Le harcèlement au travail est normalisé dans la société pakistanaise et se produit dans le cadre de conversations informelles ou pour le plaisir des autres.
Nous avons entendu dire que des témoins se joignaient souvent à eux, perpétuant le comportement, et que les femmes concernées se sentaient en colère et faibles. Il était également évident que les femmes étaient souvent considérées comme des objets sexuels et jouaient des rôles de soumission sur le lieu de travail.
Connie Zheng, professeure associée du Centre pour l'excellence en milieu de travail de l'UniSA
Une participante a partagé son expérience d'intimidation sexuelle de la part de son superviseur masculin qui « ne se contentait pas de me toucher, mais me demandait également d'avoir une relation avec moi, m'appelait dans son bureau et faisait des commentaires inappropriés ».

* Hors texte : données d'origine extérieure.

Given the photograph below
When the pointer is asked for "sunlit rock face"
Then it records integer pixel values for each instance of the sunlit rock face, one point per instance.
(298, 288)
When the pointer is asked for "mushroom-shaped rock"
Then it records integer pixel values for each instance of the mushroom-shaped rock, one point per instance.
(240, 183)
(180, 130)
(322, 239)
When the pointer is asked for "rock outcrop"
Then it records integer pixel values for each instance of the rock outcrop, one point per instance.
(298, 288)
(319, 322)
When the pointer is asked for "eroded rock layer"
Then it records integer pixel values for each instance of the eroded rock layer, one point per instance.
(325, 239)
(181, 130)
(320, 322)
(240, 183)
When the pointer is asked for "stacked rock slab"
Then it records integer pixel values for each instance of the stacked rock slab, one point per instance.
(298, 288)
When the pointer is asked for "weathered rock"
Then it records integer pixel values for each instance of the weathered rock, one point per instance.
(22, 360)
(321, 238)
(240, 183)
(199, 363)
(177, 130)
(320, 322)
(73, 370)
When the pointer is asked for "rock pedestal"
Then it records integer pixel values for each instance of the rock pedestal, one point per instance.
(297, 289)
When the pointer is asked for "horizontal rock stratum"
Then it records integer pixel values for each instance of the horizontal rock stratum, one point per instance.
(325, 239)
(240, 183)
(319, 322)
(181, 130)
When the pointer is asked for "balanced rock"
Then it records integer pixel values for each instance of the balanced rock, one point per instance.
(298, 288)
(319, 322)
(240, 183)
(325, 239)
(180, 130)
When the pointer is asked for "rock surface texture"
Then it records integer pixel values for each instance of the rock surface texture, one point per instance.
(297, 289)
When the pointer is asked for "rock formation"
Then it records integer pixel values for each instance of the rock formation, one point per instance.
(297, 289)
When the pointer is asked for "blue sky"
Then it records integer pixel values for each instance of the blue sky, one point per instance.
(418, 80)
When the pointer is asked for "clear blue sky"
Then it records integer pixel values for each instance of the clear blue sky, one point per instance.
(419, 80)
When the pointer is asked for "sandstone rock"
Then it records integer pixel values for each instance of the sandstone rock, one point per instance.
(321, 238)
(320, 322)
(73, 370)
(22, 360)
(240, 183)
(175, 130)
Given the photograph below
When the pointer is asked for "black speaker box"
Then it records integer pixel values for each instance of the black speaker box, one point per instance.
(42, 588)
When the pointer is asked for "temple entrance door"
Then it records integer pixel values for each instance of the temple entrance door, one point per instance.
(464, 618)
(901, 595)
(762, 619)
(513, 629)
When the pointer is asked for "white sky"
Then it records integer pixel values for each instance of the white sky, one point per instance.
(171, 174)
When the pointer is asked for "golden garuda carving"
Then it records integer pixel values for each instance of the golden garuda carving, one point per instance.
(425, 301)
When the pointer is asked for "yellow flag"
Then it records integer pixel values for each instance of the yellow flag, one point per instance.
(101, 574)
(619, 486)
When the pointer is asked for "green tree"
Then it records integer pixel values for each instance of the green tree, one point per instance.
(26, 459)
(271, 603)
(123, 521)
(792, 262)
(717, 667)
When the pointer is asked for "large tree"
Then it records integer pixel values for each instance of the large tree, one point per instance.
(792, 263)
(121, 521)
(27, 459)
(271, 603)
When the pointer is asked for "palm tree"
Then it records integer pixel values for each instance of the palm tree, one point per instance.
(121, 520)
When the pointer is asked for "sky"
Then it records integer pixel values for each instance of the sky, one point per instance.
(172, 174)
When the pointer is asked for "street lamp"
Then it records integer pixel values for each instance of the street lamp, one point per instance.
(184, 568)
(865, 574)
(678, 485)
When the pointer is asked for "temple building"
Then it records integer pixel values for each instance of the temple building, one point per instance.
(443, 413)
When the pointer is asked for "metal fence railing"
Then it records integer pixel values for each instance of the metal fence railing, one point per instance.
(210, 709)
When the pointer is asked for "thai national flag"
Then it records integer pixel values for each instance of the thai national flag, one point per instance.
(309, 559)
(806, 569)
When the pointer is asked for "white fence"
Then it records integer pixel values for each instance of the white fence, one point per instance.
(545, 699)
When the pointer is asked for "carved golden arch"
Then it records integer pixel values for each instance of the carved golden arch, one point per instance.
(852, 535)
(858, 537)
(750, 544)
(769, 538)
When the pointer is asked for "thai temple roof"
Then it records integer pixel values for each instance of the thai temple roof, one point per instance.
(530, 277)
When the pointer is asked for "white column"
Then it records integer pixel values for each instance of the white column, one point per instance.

D'autres ont raconté leur expérience avec des collègues masculins qui se montraient agressifs par frustration et jalousie lorsqu'ils étaient mis au défi par leurs homologues féminines. « Ils ne voient pas une femme se lever… alors ils essaient de la briser en l'agressant verbalement ou en faisant pression sur elle. »
Le professeur agrégé Zheng affirme que les résultats de l'étude, menée en collaboration avec l'Université internationale de Riphah et l'Université nationale des langues modernes au Pakistan, ont identifié une grande tolérance à l'égard de l'intimidation.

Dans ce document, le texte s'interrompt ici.